Difference Between PPF and FD

The majority of investors seeking to invest are looking for a safe place to put their money. The Public Provident Fund and Fixed Deposits are the two most secure investment choices available to Indian investors. Both financial instruments are appropriate for investors with low-risk tolerance.

Meaning of a Fixed Deposit

A fixed deposit (FD), often known as a term deposit, is an investment vehicle that allows consumers to safely store their funds while simultaneously earning interest. An FD's interest rate is always higher than a savings account's interest rate. 

In a fixed deposit account, the interest rate and deposit amount are both fixed throughout the duration of the account, as the name implies. FDs are available from all banks, including commercial and small finance, as well as non-banking financial companies.

Meaning of Public Provident Fund

The Public Provident Fund (PPF) is a government-backed investment and tax-saving tool. The Ministry of Finance introduced this program more than 50 years ago, and it is still popular among investors who prefer to avoid market-related risks. PPF is completely safe because it is backed by the government. 

Although this is the government of India's main offering, some of the country's largest banks also offer it as a product. When compared to India Post's PPF rates, these banks' interest rates for PPF may differ and yield higher interest.

PPF vs. FD 

The table below mentions the difference between PPF and FD

Particulars FD PPF
1) Tenure of the Deposit: You can choose between short-term and long-term fixed deposits depending on your investment objectives. The term might last anywhere from seven days to ten years. The minimum term of a PPF is 15 years. If you like, you can extend it in 5-year increments.
2) PPF vs. FD returns: It is dependent on the investor's preference (regular credit to the associated bank account or on maturity). Every financial year's payment is due on March 31st.
3) Liquidity of the Schemes: Moderately liquid; certain forms of FD allow for early withdrawals. Premature withdrawals are permitted every year beginning in the seventh financial year due to a lack of liquidity.
4) Taxes on the Investment: Under section 80 C, you are entitled to a tax exemption of up to Rs. 1.5 lakh. Income is tax-exempt to the fullest extent possible.
5) Eligibility Criteria for the Schemes: NRIs, residents, HUFs, Trusts, Corporation Firms, and others.
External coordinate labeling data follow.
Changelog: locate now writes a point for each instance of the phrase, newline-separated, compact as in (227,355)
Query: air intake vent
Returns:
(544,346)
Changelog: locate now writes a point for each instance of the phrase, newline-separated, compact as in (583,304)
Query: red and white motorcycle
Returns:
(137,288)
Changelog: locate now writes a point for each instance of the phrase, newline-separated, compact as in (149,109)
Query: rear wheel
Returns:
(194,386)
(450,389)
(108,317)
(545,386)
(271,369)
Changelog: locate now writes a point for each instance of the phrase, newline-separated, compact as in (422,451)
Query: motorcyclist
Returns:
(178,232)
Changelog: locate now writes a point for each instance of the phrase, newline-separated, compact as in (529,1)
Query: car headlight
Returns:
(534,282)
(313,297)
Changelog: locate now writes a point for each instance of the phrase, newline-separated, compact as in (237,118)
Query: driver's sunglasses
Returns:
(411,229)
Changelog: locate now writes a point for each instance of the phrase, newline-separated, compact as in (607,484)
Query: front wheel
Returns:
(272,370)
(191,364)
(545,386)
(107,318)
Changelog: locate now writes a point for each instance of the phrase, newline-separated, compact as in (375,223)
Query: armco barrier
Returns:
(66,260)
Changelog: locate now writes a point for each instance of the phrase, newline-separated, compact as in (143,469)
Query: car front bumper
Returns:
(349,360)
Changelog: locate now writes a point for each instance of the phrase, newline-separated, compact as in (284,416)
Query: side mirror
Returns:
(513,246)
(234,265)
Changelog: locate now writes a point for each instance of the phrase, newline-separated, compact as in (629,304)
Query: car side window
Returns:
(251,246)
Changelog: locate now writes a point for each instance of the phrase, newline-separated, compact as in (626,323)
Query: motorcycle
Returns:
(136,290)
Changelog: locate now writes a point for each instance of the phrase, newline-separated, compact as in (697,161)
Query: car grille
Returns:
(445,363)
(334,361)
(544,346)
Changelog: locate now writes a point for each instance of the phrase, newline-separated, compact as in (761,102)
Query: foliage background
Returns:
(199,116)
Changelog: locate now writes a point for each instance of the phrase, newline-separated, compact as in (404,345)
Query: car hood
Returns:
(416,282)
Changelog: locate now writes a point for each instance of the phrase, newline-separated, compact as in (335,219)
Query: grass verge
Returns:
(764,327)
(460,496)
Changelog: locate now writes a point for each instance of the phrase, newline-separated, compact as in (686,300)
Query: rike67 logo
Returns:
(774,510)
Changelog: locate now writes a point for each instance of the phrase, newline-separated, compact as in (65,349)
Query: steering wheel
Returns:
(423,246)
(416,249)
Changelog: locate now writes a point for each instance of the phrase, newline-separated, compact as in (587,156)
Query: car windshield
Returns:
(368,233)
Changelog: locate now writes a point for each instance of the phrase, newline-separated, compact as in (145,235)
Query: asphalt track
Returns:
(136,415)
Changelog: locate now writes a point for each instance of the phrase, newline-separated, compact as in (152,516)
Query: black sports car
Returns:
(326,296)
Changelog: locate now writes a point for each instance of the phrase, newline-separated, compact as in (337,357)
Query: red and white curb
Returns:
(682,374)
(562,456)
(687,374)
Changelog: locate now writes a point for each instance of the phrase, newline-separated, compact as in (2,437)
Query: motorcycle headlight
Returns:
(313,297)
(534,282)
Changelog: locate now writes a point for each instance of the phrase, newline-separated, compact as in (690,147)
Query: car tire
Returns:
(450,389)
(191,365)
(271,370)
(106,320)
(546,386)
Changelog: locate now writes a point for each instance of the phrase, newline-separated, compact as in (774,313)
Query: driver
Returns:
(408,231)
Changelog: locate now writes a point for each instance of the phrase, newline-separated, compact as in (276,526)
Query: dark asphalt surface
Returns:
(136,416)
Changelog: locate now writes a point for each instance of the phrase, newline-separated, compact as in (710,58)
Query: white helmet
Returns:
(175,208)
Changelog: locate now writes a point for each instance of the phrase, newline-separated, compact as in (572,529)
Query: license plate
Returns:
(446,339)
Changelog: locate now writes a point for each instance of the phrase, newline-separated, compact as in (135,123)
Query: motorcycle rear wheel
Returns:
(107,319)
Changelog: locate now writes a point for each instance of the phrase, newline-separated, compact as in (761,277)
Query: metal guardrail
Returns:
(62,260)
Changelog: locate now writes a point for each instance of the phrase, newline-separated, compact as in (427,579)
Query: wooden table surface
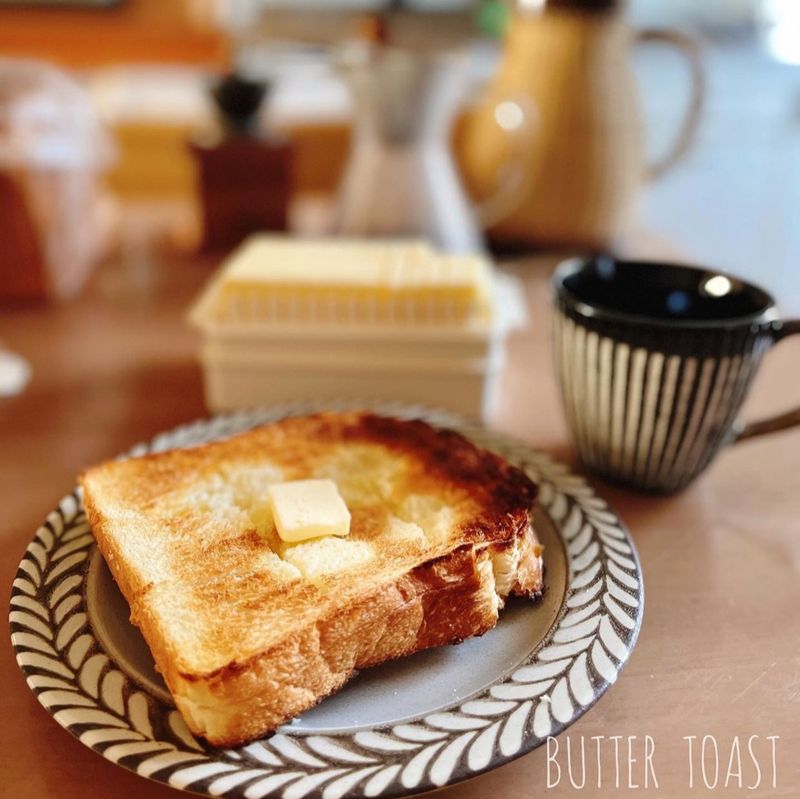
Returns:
(719,652)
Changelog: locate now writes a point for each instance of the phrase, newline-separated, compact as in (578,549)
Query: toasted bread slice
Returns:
(248,630)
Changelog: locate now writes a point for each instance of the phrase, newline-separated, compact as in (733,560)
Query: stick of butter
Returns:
(305,509)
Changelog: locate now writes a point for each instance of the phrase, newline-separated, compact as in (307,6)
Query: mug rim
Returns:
(572,265)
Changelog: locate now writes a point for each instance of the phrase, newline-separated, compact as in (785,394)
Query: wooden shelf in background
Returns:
(135,31)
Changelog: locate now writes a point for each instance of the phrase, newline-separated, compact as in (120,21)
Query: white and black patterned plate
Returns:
(409,726)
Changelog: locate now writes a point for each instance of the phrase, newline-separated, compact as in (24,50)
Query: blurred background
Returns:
(139,133)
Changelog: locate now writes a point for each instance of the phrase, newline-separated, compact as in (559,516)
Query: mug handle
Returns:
(691,50)
(783,421)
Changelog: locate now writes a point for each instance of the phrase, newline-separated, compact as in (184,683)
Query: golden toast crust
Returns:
(410,601)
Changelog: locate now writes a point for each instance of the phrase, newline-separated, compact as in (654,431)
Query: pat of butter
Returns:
(304,509)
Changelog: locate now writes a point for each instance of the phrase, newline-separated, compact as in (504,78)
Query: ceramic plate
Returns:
(408,726)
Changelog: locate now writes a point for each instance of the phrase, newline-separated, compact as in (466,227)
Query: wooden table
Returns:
(719,652)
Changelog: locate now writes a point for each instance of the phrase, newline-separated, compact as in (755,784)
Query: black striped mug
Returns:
(654,362)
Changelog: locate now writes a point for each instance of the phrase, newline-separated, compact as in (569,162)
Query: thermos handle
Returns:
(783,421)
(518,116)
(689,47)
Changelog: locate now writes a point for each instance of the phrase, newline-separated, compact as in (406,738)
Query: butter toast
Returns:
(249,630)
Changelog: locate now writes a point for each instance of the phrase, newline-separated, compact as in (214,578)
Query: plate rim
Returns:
(69,672)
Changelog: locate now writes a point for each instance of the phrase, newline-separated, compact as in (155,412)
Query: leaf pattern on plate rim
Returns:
(92,697)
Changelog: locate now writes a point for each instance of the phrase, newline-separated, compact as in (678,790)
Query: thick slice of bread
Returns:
(248,630)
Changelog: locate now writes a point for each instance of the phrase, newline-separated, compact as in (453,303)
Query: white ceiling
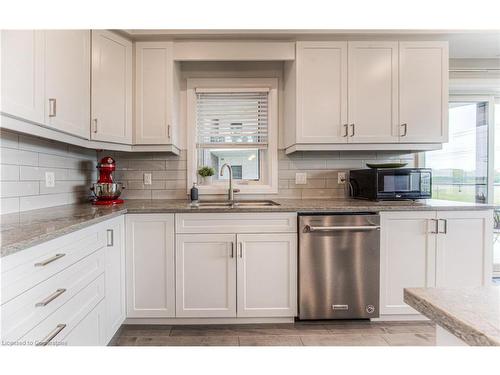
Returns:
(463,44)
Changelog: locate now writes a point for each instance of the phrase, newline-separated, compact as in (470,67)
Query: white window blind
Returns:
(229,119)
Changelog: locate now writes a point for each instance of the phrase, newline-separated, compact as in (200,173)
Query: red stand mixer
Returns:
(106,192)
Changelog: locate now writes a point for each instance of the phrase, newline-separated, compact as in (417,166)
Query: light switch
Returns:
(50,179)
(300,178)
(341,178)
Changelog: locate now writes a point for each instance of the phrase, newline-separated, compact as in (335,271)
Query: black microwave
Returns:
(391,184)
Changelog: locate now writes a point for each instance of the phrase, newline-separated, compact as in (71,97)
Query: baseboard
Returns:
(188,321)
(400,318)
Only Indian citizens are eligible.

Interest Calculation for FDs and PPFs

In the case of a PPF, the interest earned on deposits is compounded once a year. This is a set amount for all deposits made in this savings account. There are two methods for calculating interest on fixed deposits: compound interest and simple interest.

You can use tools like the FD Calculator and the PPF Calculator to estimate the maturity amount. The tools are free to use and can be used several times to help investors choose the best option for them based on various FD/PPF rates and tenures. Basic information such as FD interest rates or PPF rates, as well as deposit amount and term, must be entered into the form, after which the calculator will provide the best estimate based on the inputs.

It is crucial to note that the amount determined by these calculators is merely a guideline and not an exact figure.

Fixed Deposit Suitability

Fixed deposits are a risk-free investment option for anyone looking for a safe investment. Fixed deposit investments have predetermined returns. As a result, market volatility has no impact on fixed deposit returns.

Investors can choose from a variety of market-linked instruments that provide higher returns. They are, nevertheless, linked to a significant level of risk. Investors must also seek out safe investment opportunities in order to achieve balanced financial growth. As a result, if fixed deposits are made with reputable financial institutions, they are safe and provide guaranteed returns.

Public Provident Fund Suitability

PPF investments may be beneficial for investors seeking fixed returns over a long period of time. In addition, PPF has a 15-year lock-in term. As a result, if an investor is satisfied with locking in a portion of their money for 15 years, PPF is a good option. A person's PPF account can also be extended for a period of 5 years at any time during their life.

PPF investments can also be linked to financial goals such as children's education or marriage, property ownership, and more. As a result, anyone can include this instrument in their fixed income portfolio as a long-term investment. Investors who look forward to saving money on taxes can invest in PPF and get a tax deduction under Section 80C.

Benefits of a Fixed Deposit

The following are the key benefits of the FD scheme:

  • It is possible to earn money on a regular basis.
  • Returns are assured.
  • There are a variety of tenure possibilities available.
  • There are tax advantages to be had.
  • Senior citizens may be offered a higher interest rate.

Benefits of a PPF Account

The following are the key benefits of the PPF plan:

  • For a period of 15 years, deposits must be made at least once a year.
  • The scheme's minimum and maximum deposit amounts are Rs.500 and Rs.1.5 lakh, respectively.
  • There are tax advantages to be had.
  • The scheme has a 15-year duration.
  • The risks are limited because the scheme is backed by the government.
  • Nominees for the account can be added.
  • Demand draughts, internet transfers, checks, and cash can all be used to make deposits.